Medical Benefits & Claims - Network

MEDICAL NETWORK MEDICAL BENEFITS PARTNER: ANTHEM BLUE CROSS

For more detailed provider information, including quality ratings and patient reviews, visit the Anthem Blue Cross Benefits Management Portal at www.anthem.com/ca. (Registration required.)

To reach an Anthem Blue Cross representative by phone, call (800) 810-2583.

SCHEDULE OF MEDICAL BENEFITS

Below is a summarized schedule of medical benefits under the Health Plan.
Network Provider Non-Network Provider
Calendar Year Deductible $325/person; $975/family
Percentage Paid by the Health Plan 90% of covered expenses

DGA Premier Choice Plan
70% of covered expenses

DGA Choice Plan
60% of covered expenses

Calendar Year Out-of-Pocket Limit (in excess of deductible) $1,000 per person

DGA Premier Choice Plan
$12,500 per person

DGA Choice Plan
$20,000 per person

All Inclusive Network Out-of-Pocket Limit (includes deductibles, co-insurance and co-payments [including prescription drug co-payments])

$10,600 per person
$21,200 family
Not applicable

*Co-payments and network preventive care services do not count towards the calendar year deductible..

DEPENDENT PREMIUM AMOUNTS

Enrollment Annual Premium
Participant Only No premium
Participant + 1 Dependent $780
Participant + 2 more Dependents $1,200

NON-COVERED SERVICES

Most medically necessary services are covered by the Health Plan. However, not all services provided by a doctor are covered (cosmetic surgery, for example). You are responsible for 100% of the cost of non-covered services.

Do not assume that all services performed by a network doctor are covered. Some network doctors offer non-covered, medical services.

The best way to determine if a treatment is covered is to refer to the March 2025 Health Plan Summary Plan Description or contact the Plan office at (877) 866-2200 ext. 402.

ADDITIONAL INFORMATION ABOUT NETWORK DOCTORS

Network doctors are not required to refer you to other network doctors. In a non-emergency situation, you should check to see if your referral is for a network doctor. You can do so by contacting the doctor directly or by checking the Anthem Blue Cross Network Provider Finder.

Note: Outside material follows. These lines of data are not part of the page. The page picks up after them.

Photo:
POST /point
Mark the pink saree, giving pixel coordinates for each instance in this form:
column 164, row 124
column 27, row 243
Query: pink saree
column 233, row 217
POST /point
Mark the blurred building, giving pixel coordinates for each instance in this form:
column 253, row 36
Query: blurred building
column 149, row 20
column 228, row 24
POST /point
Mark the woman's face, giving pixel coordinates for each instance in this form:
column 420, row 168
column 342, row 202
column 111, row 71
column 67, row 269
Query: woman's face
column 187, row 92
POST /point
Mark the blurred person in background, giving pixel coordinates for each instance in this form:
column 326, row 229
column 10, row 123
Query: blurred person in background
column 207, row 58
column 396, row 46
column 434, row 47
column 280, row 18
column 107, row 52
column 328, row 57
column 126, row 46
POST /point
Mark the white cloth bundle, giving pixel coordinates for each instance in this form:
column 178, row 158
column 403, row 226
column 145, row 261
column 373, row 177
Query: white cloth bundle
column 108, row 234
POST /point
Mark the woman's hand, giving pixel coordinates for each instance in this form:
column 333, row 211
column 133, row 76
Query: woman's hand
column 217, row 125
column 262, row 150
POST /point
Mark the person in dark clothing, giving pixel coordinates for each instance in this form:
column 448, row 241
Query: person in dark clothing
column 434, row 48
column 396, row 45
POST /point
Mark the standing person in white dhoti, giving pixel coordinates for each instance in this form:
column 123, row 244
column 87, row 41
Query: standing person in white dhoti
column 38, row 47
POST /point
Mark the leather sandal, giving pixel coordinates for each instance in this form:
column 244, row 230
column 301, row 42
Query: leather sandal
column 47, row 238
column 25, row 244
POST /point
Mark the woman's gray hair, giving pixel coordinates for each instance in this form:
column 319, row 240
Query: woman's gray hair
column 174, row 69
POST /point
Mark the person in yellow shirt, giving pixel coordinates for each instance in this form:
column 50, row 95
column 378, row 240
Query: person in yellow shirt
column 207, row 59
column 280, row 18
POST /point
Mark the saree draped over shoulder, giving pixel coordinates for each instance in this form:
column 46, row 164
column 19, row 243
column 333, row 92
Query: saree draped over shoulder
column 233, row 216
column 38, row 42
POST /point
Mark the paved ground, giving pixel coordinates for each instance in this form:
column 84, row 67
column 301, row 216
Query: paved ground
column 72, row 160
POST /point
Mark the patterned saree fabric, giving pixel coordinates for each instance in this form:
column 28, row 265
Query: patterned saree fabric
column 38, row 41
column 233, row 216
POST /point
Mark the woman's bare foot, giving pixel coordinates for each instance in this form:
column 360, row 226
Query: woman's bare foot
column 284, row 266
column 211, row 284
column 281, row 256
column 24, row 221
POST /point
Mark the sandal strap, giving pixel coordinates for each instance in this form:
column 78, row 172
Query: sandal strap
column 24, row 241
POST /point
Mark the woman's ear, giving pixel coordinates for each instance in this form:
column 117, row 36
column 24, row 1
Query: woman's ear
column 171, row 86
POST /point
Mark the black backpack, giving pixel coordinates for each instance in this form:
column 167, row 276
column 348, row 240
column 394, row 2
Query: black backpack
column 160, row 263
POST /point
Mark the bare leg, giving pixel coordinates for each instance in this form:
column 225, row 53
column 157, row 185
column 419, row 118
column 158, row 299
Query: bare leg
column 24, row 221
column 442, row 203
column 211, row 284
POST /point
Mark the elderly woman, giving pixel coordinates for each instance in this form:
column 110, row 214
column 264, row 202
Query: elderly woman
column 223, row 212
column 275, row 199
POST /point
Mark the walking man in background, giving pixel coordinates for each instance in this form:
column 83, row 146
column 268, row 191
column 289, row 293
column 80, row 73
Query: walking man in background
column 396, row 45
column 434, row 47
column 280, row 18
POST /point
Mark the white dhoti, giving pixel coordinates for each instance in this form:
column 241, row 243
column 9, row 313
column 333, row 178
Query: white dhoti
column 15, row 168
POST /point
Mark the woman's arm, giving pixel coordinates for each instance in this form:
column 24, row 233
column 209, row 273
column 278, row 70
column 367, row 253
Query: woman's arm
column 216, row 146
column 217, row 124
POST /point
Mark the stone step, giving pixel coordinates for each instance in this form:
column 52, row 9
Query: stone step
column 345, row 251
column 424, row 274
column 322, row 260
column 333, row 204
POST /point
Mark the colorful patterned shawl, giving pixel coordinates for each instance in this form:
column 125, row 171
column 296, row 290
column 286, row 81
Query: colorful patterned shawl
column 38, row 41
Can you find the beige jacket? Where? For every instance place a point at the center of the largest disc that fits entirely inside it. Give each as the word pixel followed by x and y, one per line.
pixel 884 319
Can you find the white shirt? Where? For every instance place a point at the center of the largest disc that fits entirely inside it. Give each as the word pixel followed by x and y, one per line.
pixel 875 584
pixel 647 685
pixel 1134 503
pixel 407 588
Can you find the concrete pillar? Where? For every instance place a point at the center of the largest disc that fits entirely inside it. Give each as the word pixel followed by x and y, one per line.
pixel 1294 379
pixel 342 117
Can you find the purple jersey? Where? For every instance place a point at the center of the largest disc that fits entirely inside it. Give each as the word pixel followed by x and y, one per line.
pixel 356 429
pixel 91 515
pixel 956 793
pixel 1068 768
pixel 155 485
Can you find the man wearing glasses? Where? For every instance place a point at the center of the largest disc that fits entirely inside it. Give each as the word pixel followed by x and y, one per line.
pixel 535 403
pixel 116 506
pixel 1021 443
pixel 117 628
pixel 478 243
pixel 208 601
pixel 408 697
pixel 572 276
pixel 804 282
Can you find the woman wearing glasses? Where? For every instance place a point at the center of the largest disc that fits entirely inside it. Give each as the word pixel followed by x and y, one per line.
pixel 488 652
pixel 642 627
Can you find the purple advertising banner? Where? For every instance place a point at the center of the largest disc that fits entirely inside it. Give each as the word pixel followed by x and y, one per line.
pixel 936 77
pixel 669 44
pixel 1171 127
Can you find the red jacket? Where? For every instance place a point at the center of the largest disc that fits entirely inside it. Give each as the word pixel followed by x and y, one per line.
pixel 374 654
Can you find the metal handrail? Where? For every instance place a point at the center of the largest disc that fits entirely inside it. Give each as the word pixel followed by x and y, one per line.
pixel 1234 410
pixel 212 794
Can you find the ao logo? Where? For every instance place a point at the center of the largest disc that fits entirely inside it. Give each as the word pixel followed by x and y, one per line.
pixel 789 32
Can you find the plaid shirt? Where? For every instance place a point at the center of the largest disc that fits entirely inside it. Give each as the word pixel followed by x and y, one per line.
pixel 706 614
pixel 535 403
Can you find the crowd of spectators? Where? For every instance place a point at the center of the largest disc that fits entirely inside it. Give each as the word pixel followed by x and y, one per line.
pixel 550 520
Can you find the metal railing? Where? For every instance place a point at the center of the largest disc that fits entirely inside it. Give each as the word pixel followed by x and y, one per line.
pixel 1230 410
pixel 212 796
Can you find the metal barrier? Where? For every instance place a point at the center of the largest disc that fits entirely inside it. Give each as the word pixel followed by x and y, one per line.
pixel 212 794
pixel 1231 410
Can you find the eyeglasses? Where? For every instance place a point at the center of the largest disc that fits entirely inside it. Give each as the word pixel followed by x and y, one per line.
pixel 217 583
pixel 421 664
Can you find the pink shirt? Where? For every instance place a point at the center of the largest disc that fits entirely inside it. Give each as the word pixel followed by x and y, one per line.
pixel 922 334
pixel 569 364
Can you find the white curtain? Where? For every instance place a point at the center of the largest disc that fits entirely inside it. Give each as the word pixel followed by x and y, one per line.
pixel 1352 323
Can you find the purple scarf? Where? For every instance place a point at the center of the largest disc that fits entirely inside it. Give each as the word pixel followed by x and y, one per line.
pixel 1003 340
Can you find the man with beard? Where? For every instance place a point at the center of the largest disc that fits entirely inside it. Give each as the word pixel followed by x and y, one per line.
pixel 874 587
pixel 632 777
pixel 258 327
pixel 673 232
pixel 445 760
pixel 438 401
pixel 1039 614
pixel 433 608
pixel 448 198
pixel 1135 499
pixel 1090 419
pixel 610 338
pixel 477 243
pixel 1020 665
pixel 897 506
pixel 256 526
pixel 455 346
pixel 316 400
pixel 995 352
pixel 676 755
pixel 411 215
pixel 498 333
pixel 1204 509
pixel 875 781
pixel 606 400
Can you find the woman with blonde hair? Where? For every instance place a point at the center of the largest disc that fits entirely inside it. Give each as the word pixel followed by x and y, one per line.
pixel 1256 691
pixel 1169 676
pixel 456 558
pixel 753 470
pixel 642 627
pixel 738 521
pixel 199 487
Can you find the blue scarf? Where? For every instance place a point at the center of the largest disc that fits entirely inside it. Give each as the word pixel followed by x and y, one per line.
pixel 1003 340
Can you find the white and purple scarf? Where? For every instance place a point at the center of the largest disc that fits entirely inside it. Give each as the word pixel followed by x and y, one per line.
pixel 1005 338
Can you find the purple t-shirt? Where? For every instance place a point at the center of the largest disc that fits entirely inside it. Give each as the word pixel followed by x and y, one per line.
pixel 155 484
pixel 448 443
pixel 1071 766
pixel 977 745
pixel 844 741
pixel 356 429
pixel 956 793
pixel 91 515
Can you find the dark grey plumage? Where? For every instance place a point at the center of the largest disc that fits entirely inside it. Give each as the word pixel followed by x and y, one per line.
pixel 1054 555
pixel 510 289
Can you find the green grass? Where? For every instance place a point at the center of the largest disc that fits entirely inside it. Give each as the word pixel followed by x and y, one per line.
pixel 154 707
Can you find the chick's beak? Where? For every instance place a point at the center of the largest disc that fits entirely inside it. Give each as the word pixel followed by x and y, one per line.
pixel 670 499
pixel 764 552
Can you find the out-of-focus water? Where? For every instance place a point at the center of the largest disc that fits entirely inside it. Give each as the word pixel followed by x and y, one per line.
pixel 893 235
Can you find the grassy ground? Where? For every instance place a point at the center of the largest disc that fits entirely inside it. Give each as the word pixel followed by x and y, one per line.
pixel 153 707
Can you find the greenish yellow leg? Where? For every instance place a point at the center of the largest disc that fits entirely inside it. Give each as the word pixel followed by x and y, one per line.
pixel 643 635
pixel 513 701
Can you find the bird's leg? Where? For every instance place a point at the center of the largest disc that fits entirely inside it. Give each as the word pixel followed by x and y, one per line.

Services in a network hospital may be performed by non-network doctors.

We cannot guarantee that there will always be a network provider available for the medical service that you need. Some areas do not have network providers. In other areas, a network provider in a specific field of medicine may not be available at all times.

FILING A NETWORK MEDICAL CLAIM

NO CLAIM NEEDED FOR NETWORK MEDICAL PROVIDERS

If you use a network provider, you do not need to submit a claim to Anthem Blue Cross (for claims incurred in CA) or the appropriate Blue Cross Blue Shield office (for claims incurred outside of CA). Your network doctor, hospital or other provider will automatically accept assignment of benefits and bill directly to Anthem Blue Cross or the appropriate Blue Cross Blue Shield office. All you have to do is pay the appropriate co-insurance and deductible, if applicable.

A NEW COORDINATION OF BENEFITS FORM IS REQUIRED EACH YEAR

If you have not completed a Coordination of Benefits form within the past year, you will need to do so before your claims can be processed. Each year, a Coordination of Benefits form is mailed to you during your open enrollment period. If the Health Plan has not received a current Coordination of Benefits form, even if your information has not changed, your claim may be denied.